Other awardees included most improved player Dwight Hardy, who was credited with helping lead St. John's to a surprising resurgence in the conference, to a tie for third-place finish, with a conference fourth-best 17.9 points per game. Hardy's teammate Justin Burrell was also honored with the Sixth Man Award, for being key to the Red Storm's success, averaging 6.6 points on 51.1 percent shooting, 5.0 rebounds and 21.1 minutes off the bench. Finally, Pittsburgh senior guard Brad Wanamaker received the Sportsmanship Award for his all-around contribution to the team, as its captain, its leader in rebounds, assists, and steals (at 5.3, 5.2, and 1.5 per game, respectively), and its second-highest scorer (at 11.9 per game).

2011 All-Big East Men's Basketball Teams
| First Team | Second Team | Third Team | Honorable Mention | All-Rookie Team |
| Kemba Walker, G., CONN Austin Freeman, G., GTWN Ben Hansbrough†, G., ND Ashton Gibbs, G., PITT Marshon Brooks, G/F., PROV Dwight Hardy, G., SJU | Preston Knowles, G., LOU Darius Johnson-Odom, G., MARQ Brad Wanamaker, G., PITT Rick Jackson, F., SYR Corey Fisher, G., VILL | Chris Wright, G., GTWN Tim Abromaitis, F., ND Jeremy Hazell, G., HALL Kris Joseph, F., SYR Corey Stokes, G., VILL | Peyton Siva, G., LOU Jimmy Butler, F., MARQ Brandon Triche, G., SYR Kevin Jones, G., WVU | Sean Kilpatrick, G., CIN Jeremy Lamb, G., CONN Shabazz Napier, G., CONN Cleveland Melvin†, F., DEP Brandon Young, G., DEP Gilvydas Biruta, F., RUT |
† - denotes unanimous selection

On the All-Big East Men's Basketball Teams, notable members of the first team included Hansbrough, Hardy, and Providence senior guard/forward Marshon Brooks, who were all given no all-conference consideration prior to the start of the season. Brooks led the conference in scoring, averaging 24.8 points per game, including a Big East single-game record 52 points in a loss to Notre Dame on February 23, 2010. On the All-Rookie Team, DePaul forward Cleveland Melvin was the only player to receive a unanimous selection. Notably absent from the list was Preseason Rookie of the Year Fab Melo, a center from Syracuse, who only averaged 9.4 minutes and 2.2 points off the bench.

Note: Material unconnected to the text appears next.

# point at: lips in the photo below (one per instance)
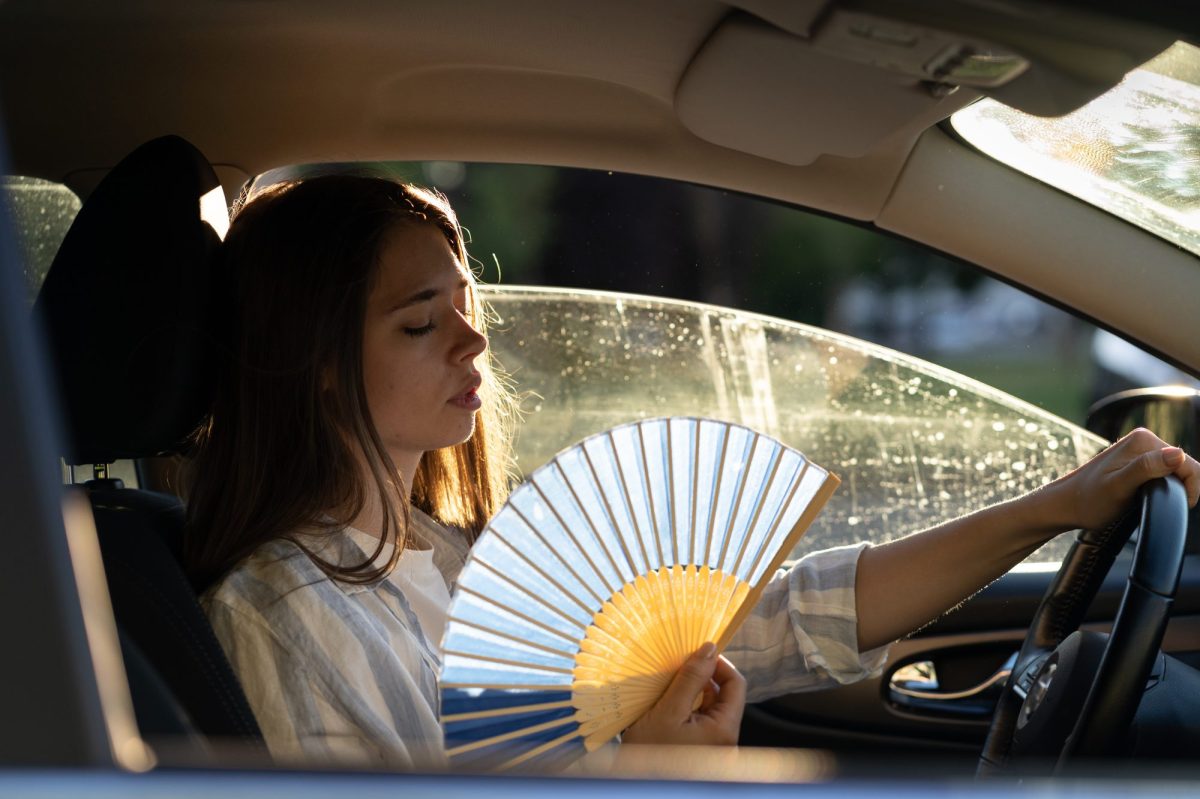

=== National awards and teams ===

==== Players ====

Connecticut guard Kemba Walker was recognized as a consensus First Team All-American after being named to the first team All-American lists by the Associated Press, the USBWA, the NABC, and Sporting News. Notre Dame guard Ben Hansbrough was a consensus Second Team All-American after being named to the Second Team by all four selecting bodies. In addition, Providence forward Marshon Brooks was selected as a Third Team All-American by the Associated Press. Pittsburgh guard Brad Wanamaker, Syracuse forward Rick Jackson, St. John's guard Dwight Hardy, Georgetown guard Austin Freeman, and Pittsburgh guard Ashton Gibbs were all named Honorable Mention All-Americans by the Associated Press.

Walker was also selected as the winner of the Bob Cousy Award for the nation's best point guard, and won the second-ever Lute Olson Award for the most outstanding non-freshman in the nation.

For the second consecutive year, Notre Dame senior forward Tim Abromaitis was named to the men's basketball Academic All-America First Team, by CoSIDA and ESPN The Magazine. A graduate student, Abromaitis was pursuing an MBA, specializing in finance, and achieved a 3.72 GPA during his penultimate season with the Fighting Irish.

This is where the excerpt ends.